Heteroscedasticity Consistent Standard Errors

The post is about “Heteroscedasticity Consistent Standard Errors and Variances.

$\sigma_i^2$ are rarely known. However, there is a way of obtaining consistent estimates of variances and covariances of OLS estimators even if there is heteroscedasticity.

White’s Heteroscedasticity Consistent Standard Errors and Variances

White’s heteroscedasticity-corrected standard errors are known as robust standard errors. White’s heteroscedasticity-corrected standard errors are larger (maybe smaller too) than the OLS standard errors and therefore, the estimated $t$-values are much smaller (or maybe larger) than those obtained by the OLS.

Comparing the OLS output with White’s heteroscedasticity consistent standard errors (variances) may be useful to see whether heteroscedasticity is a serious problem in a particular set of data.

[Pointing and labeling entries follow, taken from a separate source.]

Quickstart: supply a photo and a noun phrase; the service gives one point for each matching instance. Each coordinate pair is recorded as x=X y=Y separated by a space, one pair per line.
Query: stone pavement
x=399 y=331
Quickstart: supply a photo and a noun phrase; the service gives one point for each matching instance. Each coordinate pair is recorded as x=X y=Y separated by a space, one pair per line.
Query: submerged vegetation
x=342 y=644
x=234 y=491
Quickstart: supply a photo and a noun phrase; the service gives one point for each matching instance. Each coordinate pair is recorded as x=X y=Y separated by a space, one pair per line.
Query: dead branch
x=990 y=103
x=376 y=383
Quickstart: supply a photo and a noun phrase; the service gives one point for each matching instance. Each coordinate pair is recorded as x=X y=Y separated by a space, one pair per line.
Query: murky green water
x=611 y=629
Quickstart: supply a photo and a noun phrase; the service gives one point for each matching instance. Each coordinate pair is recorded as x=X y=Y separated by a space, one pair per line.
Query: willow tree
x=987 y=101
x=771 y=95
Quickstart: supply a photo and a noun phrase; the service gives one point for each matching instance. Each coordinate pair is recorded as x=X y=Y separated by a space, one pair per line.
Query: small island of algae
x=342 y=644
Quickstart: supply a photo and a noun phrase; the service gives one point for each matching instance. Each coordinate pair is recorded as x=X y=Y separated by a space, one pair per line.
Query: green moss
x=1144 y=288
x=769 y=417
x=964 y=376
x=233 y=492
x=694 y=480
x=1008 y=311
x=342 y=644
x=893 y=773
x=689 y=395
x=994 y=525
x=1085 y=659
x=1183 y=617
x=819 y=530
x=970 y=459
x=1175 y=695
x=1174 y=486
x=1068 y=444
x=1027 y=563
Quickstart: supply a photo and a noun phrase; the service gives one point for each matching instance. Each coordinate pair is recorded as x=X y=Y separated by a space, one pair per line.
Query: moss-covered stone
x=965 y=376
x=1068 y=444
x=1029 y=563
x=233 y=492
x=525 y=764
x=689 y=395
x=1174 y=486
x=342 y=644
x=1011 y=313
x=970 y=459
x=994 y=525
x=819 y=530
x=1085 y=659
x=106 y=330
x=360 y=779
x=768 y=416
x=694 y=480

Plausible Assumptions about Heteroscedasticity Patterns

Assumption 1: The error variance is proportional to $X_i^2$

Heteroscedasticity Consistent standard errors and Variances

$$E(u_i^2)=\sigma^2 X_i^2$$
It is believed that the variance of $u_i$ is proportional to the square of the $X$ (in graphical methods or Park and Glejser approaches).

One may transform the original model as follows:

\begin{align}\label{assump1}
\frac{Y_i}{X_i} &=\frac{\beta_1}{X_i} + \beta_2 + \frac{u_i}{X_i} \nonumber \\
&=\beta_1 \frac{1}{X_i} + \beta_2 + v_i,\qquad \qquad (1)
\end{align}

where $v_i$ is the transformed disturbance term, equal to $\frac{u_i}{X_i}$. It can be verified that

\begin{align*}
E(v_i^2) &=E\left(\frac{u_i}{X_i}\right)^2\\
&=\frac{1}{X_i^2}E(u_i^2)=\sigma^2
\end{align*}

Hence, the variance of $v_i$ is now homoscedastic, and one may apply OLS to the transformed equation by regressing $\frac{Y_i}{X_i}$ on $\frac{1}{X_i}$.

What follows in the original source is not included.